Increasingly, however, that’s the least of it. A series of revelations this year indicates that the families of the most senior officials have amassed huge fortunes throughout their guanxi, their connections. This poses the biggest challenge for the new leadership as it assumes power.
The Chinese government may not be democratically elected, but the party has legitimacy because of its historical role in liberating China from colonialism and, more recently, bringing prosperity. However, if large numbers of Chinese people believe that the leadership is rotten, it will become hard for the party to continue ruling with the people’s consent.
The Chinese media sometimes goes after corrupt local officials, but only the foreign media dares touch members of the Politburo. In June, Bloomberg News revealed that Xi Jinping’s sister, Qiaoqiao Qi, and other family members have amassed assets totalling US$376m. Bloomberg is clear that that there’s nothing to indicate that Xi or his second wife, Peng Liyuan, know about the fortune, but the story has nonetheless been blocked in China, as has Bloomberg’s website. The Chinese authorities know how sensitive this is – Bloomberg quotes Xi himself telling officials in 2004: “Rein in your spouses, children, relatives, friends and staff, and vow not to use power for personal gain.”

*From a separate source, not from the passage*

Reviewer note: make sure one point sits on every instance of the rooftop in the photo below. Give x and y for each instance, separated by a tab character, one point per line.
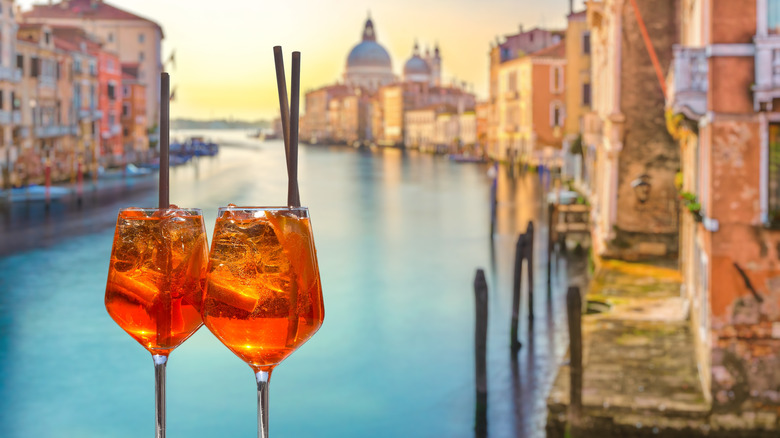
84	9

In October, a New York Times investigation revealed that the family of Premier Wen Jiabao controls assets worth US$2.7bn. Again, nothing is in the name of Wen himself, and there is nothing to suggest that he knows what his family members own. But company records show that his son, daughter, younger brother, brother-in-law and 90-year old mother have accumulated huge wealth since he reached the top of the party. The New York Times website is now blocked in China and for a while even web searches of his name were barred.
When I lived in China, people often complained to me that local officials were corrupt, but they had faith that if the top leadership knew they would do something about it.
“Grandpa Wen” with his open face and his relaxed style was respected and liked. But blocking websites doesn’t stop Chinese people from finding out what’s going on. The party machinery pumps out propaganda saying that the disgraced Chongqing Party boss, Bo Xilai, was corrupt and that’s why he has fallen from grace.
It’s the old story – one bad apple in the barrel. Yet, like Bo, most of the top leadership has somehow found the money to send their children to Oxford or Harvard, and everyone knows that the fancy cars you see driving down the Bund in Shanghai or racing round the Beijng ringroads are driven by the children of senior officials.
Until now, most Chinese people have accepted their leaders enriching themselves because they too are getting richer. But over the next decade as the economy slows down, and the gap between rich and poor grows wider, the new leadership may find that those on whose behalf they are governing may become less accepting and more angry.